データベーススペシャリスト試験 2016年 午前204


部, 課, 係の階層関係から成る組織のデータモデルとして, モデルA~Cの三つの案が提出された。これらに対する解釈として, 適切なものはどれか。組織階層における組織の位置を組織レベルと呼ぶ。組織間の相対関係は, 親子として記述している。ここで, モデルの表記にはUMLを用い, {階層}は組織の親と子の関連が循環しないことを指定する制約記述である。
問題画像
新しい組織レベルを設ける場合、どのモデルも変更する必要はない。
どのモデルも, 一つの子組織が複数の親組織から管轄される状況を記述できない。
モデルBを関係データベース上に実装する場合, 子の組織コードを外部キーとする。
モデルCでは, 組織の親子関係が循環しないように制約を課す必要がある。(正解)

解説

組織階層データモデルの解釈【午前2 解説】

要点まとめ

  • 結論:モデルCでは組織の親子関係が循環しないように制約を設ける必要がある。
  • 根拠:モデルCは親子関係を別エンティティで管理し、循環制約が明示されていないため、無限ループを防ぐ制約が必須。
  • 差がつくポイント:循環制約の理解と、モデルごとの親子関係の表現方法の違いを正確に把握することが重要。

正解の理由

モデルCは「組織」と「組織構造」という2つのエンティティで親子関係を管理し、親組織コードと子組織コードを属性として持つため、親子関係の循環が起こる可能性があります。

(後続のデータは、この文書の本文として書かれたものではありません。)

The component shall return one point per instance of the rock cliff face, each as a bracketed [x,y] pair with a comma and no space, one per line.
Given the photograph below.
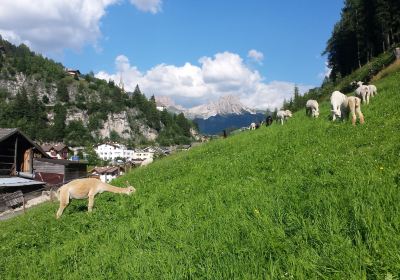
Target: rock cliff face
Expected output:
[20,80]
[124,123]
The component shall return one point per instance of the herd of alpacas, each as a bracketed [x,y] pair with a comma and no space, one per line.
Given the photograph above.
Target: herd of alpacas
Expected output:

したがって、組織階層の整合性を保つために、循環しないことを保証する制約を設ける必要があります。これが選択肢エの正しさの根拠です。

よくある誤解

モデルBの自己参照で循環制約が明示されているため、モデルCも同様に自動的に循環しないと誤解しがちです。実際にはモデルCでは明示的な制約が必要です。

解法ステップ

  1. 各モデルの親子関係の表現方法を確認する。
  2. 循環制約の有無をモデルごとに検討する。
  3. モデルCの親子関係が別エンティティで管理されている点に注目する。
  4. 循環制約がない場合、無限ループや不整合が発生する可能性を理解する。
  5. 選択肢の記述と照合し、最も適切なものを選ぶ。

選択肢別の誤答解説

  • ア: 新しい組織レベルを設ける場合、モデルAはエンティティ追加が必要であり、全モデルが変更不要とは言えない。
  • イ: モデルBは自己参照で親子関係を表現し、複数親の管轄は制約次第だが、一般的に多重親を許さない設計が多い。
  • ウ: モデルBの自己参照では親組織コードを外部キーにするのが正しく、子の組織コードを外部キーにするのは誤り。
  • : モデルCは親子関係の循環を防ぐ制約が必要であり、これが正解。

補足コラム

組織階層のデータモデルでは、親子関係の循環を防ぐことが非常に重要です。循環があると、階層構造の探索や集計処理が無限ループに陥るため、UMLの制約記述やデータベースのトリガー・チェック制約で防止します。モデルBのように自己参照で表現する場合は、{階層}制約で循環禁止を明示します。モデルCのように別エンティティで管理する場合は、制約を設ける設計が必須です。

FAQ

Q: モデルAは新しい組織レベルを追加しても変更不要ですか?
A: いいえ、モデルAは部・課・係のエンティティが固定されているため、新レベル追加時はエンティティや関連の追加が必要です。
Q: モデルBの自己参照で複数親を持つことは可能ですか?
A: カーディナリティ「0..1」が親側にあるため、基本的には一つの親組織のみを持つ設計です。
Q: 循環制約はどのように実装できますか?
A: データベースではトリガーや再帰クエリでチェックし、UMLでは{階層}制約で表現します。